Come Tommaso, anche noi abbiamo la necessità di fare esperienza della fede: il suo «Se non vedo, non credo» è una considerazione profondamente umana e condivisibile. Se nelle relazioni sentimentali uno è un credulone o un illuso, andrà incontro a forti drammi, così nelle amicizie, così in qualsiasi genere di rapporto interpersonale: la qualità è detta da gesti concreti, da parole mirate, che costruiscono passo dopo passo la qualità delle relazioni. La fede ha la stessa dinamica, quella di un incontro e di un cammino. Nel nostro credere in Cristo, noi non possiamo prescindere dalla nostra umanità, perché ne andrebbe della nostra identità e dell’autenticità stessa della fede. Con il nostro credere in Dio hanno a che fare i sentimenti, il carattere, le idee, la nostra storia, le amicizie, le esperienze: il rapporto con Dio non può essere ridotto a un esercizio intellettuale. Dall’altra parte, esigiamo che ci sia una risposta tangibile: «Dio si deve in qualche modo fare sentire nella mia vita, deve farsi vedere!»
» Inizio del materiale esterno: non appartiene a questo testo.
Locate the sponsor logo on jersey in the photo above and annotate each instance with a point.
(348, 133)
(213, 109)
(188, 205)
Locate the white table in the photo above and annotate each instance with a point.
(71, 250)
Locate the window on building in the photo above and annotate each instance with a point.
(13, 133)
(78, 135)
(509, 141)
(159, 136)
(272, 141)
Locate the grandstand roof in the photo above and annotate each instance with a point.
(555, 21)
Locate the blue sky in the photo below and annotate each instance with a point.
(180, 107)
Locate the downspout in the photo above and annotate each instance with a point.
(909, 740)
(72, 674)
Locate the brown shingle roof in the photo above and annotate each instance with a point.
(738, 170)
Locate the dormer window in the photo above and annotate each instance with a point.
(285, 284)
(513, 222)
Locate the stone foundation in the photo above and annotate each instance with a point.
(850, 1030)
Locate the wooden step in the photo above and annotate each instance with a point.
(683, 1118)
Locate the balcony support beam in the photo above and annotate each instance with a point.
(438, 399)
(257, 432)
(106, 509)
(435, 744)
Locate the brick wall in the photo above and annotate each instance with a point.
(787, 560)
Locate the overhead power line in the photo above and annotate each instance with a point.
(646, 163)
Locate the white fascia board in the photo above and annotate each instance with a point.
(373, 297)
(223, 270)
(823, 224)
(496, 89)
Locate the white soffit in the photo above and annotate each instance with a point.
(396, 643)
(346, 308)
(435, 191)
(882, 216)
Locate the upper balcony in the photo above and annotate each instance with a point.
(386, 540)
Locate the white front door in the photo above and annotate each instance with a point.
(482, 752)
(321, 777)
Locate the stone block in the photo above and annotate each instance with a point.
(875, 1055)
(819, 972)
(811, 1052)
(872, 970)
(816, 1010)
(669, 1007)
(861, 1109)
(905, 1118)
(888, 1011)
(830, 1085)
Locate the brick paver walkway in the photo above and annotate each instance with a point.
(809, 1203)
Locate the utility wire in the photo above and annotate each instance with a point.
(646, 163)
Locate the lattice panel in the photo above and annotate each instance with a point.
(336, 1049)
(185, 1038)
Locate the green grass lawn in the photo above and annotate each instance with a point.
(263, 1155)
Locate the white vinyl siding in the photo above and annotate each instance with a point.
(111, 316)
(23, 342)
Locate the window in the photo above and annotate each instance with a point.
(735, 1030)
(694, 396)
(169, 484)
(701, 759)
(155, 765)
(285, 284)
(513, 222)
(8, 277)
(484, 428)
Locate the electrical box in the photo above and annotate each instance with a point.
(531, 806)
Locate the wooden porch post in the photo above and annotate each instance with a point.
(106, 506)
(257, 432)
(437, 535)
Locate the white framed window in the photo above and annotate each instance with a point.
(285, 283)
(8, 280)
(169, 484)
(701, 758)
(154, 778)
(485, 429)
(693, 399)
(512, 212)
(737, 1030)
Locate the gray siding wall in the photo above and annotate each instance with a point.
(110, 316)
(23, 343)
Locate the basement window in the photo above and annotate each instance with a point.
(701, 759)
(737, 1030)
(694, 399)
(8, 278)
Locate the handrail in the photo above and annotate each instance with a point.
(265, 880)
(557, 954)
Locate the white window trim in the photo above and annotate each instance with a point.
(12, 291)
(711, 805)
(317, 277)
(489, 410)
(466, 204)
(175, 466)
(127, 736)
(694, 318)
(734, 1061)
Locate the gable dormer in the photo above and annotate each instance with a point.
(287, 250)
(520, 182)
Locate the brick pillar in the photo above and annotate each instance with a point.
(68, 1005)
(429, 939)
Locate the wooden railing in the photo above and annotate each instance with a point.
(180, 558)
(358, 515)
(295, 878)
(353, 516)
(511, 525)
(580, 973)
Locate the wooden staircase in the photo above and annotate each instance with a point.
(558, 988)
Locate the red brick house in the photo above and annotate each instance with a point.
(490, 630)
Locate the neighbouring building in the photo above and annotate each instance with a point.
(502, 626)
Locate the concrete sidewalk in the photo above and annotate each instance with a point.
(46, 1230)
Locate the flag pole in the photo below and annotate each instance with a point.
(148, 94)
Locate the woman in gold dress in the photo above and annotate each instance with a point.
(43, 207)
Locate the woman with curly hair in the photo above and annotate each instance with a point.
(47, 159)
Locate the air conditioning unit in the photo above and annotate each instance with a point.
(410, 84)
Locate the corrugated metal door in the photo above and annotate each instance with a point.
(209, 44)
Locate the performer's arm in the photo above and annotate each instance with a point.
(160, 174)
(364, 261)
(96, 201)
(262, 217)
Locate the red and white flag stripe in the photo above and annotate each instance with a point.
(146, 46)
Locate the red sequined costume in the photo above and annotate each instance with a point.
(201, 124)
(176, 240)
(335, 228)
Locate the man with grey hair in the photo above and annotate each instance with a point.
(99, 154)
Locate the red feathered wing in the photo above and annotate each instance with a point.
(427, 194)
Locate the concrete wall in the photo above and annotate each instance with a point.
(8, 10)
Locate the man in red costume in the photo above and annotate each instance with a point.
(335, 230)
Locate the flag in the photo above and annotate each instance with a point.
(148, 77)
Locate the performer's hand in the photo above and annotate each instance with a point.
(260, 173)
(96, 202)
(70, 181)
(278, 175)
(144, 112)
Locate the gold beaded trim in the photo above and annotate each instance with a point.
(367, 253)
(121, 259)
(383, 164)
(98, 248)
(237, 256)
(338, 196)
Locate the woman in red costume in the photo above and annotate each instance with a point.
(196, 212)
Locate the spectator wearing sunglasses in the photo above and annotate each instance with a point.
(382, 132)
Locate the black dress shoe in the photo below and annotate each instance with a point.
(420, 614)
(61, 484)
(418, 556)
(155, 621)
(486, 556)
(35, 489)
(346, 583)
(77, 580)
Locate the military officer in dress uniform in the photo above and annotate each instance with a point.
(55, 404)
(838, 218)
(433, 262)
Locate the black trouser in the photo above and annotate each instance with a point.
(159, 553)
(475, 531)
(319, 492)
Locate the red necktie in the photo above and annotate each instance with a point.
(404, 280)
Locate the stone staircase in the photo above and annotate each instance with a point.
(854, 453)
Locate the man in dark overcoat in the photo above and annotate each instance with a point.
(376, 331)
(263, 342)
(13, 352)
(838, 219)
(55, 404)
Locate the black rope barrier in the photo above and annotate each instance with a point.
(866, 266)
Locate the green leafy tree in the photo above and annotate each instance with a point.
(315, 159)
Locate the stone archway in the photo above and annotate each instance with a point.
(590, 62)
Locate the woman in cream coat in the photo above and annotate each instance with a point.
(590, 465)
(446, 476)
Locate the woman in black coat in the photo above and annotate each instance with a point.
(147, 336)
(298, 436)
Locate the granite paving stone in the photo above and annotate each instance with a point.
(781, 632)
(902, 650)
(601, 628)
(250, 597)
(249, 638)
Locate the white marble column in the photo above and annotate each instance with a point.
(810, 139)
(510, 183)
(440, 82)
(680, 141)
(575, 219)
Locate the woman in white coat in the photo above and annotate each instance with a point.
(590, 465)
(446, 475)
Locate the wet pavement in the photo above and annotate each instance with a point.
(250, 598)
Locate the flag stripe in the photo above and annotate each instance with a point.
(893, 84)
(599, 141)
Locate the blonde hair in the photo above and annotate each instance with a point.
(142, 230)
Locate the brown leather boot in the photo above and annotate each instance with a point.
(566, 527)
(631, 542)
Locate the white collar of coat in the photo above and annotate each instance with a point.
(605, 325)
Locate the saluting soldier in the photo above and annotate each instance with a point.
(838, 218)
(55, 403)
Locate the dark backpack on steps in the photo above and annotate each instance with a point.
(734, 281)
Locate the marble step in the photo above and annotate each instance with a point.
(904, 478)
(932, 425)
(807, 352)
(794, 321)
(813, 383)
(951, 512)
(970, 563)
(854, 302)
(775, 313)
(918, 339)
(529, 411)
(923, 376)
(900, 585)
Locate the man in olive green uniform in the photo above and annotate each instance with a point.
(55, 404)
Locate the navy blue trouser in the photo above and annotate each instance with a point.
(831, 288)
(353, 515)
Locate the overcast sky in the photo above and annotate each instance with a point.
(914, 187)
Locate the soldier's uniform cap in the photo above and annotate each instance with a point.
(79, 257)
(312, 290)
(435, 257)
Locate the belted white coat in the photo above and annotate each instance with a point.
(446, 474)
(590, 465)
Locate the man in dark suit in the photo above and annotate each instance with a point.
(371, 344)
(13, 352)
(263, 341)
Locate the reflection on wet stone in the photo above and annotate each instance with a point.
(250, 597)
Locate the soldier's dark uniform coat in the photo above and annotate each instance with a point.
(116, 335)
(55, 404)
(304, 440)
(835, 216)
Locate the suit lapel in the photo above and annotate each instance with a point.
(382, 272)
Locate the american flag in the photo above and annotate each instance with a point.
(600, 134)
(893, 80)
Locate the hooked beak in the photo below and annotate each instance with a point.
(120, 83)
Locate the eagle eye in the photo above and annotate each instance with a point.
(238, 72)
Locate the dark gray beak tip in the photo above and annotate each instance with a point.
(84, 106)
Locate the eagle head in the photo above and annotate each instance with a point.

Ma le parole di Gesù ci mettono in guardia anche da una fede costruita soltanto sul provare: come ogni relazione con delle dinamiche di possesso, è malata. Il rischio di un fedele “che crede solo a ciò che vede” e che magari si affida al sensazionalismo di certi messaggi di più o sedicenti veggenti, è quello di ritenere di aver capito tutto del Signore, di non aver bisogno della mediazione della Chiesa, della quotidiana testimonianza dei propri fratelli, della Scrittura stessa. Ridurre il Signore soltanto a ciò che sento di lui, può portare da una parte ad un solipsismo della fede, che conduce a scegliere dal panorama del sacro soltanto ciò che mi fa più piacere, dall’altra ad un giudizio facile sulla comunità ecclesiale, perché ci si convince che il Signore è sempre e soltanto dalla propria parte.
Chiediamo al Signore di lasciarsi toccare dalla nostra fede debole, di rafforzare il nostro legame con lui, donandoci consolazione e lasciando le sue tracce nelle nostre storie: l’equilibrio di una relazione profonda con lui ci accompagni nel discernimento quotidiano che siamo chiamati a fare, per trovare ogni giorno la strada migliore per accedere al mistero di Cristo restandogli fedeli.
Siamo tutti gemelli di Tommaso, e come lui vogliamo incontrare il Risorto, affinché sciolga le riserve che abitano i nostri cuori, testimoniando con nostra vita: «Mio Signore e mio Dio!».